As they prepare for Thursday’s fixture against Belgium at the same venue still processing what happened, midfielder Delaney said: ‘It’s hard. It’s a situation none of us have ever imagined could happen, and that’s how it felt on the pitch. It felt surreal.
‘It was a really good setting for all of us to be together to talk about it together. I’ve experienced a lot in this squad for the past few days.
Thomas Delaney said Denmark have been strengthened in the wake of Eriksen’s collapse
‘Everyone had the opportunity to be honest about their feelings and it’s been a good thing.

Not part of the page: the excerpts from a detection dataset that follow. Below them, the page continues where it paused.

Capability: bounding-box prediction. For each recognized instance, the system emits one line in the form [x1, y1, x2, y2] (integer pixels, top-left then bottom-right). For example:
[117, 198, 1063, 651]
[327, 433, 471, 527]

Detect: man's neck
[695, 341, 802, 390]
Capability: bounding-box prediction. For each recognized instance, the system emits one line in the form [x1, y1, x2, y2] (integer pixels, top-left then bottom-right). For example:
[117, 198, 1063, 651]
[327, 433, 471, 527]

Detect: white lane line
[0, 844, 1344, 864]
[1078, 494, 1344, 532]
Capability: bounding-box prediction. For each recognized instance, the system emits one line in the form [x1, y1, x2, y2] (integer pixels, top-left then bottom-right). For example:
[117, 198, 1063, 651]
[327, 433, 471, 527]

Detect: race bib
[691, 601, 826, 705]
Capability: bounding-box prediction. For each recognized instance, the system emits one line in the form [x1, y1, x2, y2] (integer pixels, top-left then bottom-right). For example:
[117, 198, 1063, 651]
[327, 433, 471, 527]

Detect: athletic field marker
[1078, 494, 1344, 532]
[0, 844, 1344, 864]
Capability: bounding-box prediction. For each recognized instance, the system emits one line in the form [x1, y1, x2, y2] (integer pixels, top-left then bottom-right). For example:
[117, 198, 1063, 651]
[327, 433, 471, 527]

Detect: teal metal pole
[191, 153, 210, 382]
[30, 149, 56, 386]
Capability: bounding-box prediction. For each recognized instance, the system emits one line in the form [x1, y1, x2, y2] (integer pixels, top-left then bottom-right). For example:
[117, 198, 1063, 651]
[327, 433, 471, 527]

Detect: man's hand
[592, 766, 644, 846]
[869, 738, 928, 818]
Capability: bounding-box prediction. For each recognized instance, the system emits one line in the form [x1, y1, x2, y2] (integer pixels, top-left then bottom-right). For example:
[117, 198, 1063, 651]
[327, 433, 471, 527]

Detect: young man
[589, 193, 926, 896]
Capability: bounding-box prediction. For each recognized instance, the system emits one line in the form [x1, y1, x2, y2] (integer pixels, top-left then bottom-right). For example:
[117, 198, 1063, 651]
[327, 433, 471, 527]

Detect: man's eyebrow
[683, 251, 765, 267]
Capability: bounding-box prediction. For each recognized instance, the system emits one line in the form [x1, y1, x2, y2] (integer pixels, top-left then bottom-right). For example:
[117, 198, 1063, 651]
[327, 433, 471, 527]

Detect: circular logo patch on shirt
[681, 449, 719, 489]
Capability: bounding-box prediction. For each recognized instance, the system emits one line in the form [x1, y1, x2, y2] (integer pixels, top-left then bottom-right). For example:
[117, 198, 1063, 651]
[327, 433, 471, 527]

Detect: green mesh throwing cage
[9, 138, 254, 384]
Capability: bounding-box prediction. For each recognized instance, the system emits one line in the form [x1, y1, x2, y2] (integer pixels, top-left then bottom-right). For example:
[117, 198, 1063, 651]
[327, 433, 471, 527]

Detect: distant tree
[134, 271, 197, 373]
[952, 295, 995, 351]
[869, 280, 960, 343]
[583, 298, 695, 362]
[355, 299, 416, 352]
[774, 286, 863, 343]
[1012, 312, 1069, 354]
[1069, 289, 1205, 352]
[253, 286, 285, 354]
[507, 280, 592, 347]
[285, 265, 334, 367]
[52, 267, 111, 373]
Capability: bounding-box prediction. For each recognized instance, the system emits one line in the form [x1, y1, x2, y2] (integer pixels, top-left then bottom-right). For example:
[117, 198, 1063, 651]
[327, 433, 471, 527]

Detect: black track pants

‘It’s nice that we all know each other and everyone can just be themselves. It’s a terrible situation, but thankfully it’s a nice place to be right now.’
Skipper Simon Kjaer was quick to realise Eriksen was in trouble and to summon medical help, and he and the remaining members of the team formed a protective shield around the stricken former Tottenham star as he was treated.
Many were visibly moved, while others prayed with team doctor Morten Boesen, who later revealed he ‘was gone’.
Delaney said: ‘Some things need to be done very, very fast and Simon Kjaer arrived very fast and we called for help.
‘Unfortunately, I’ve done this before. We decided to make this shield to protect him. It was not only to protect Christian and the medical staff, but also Christian’s friends and family.
‘It was not a fun situation to be in, but it was a way we could help Christian.’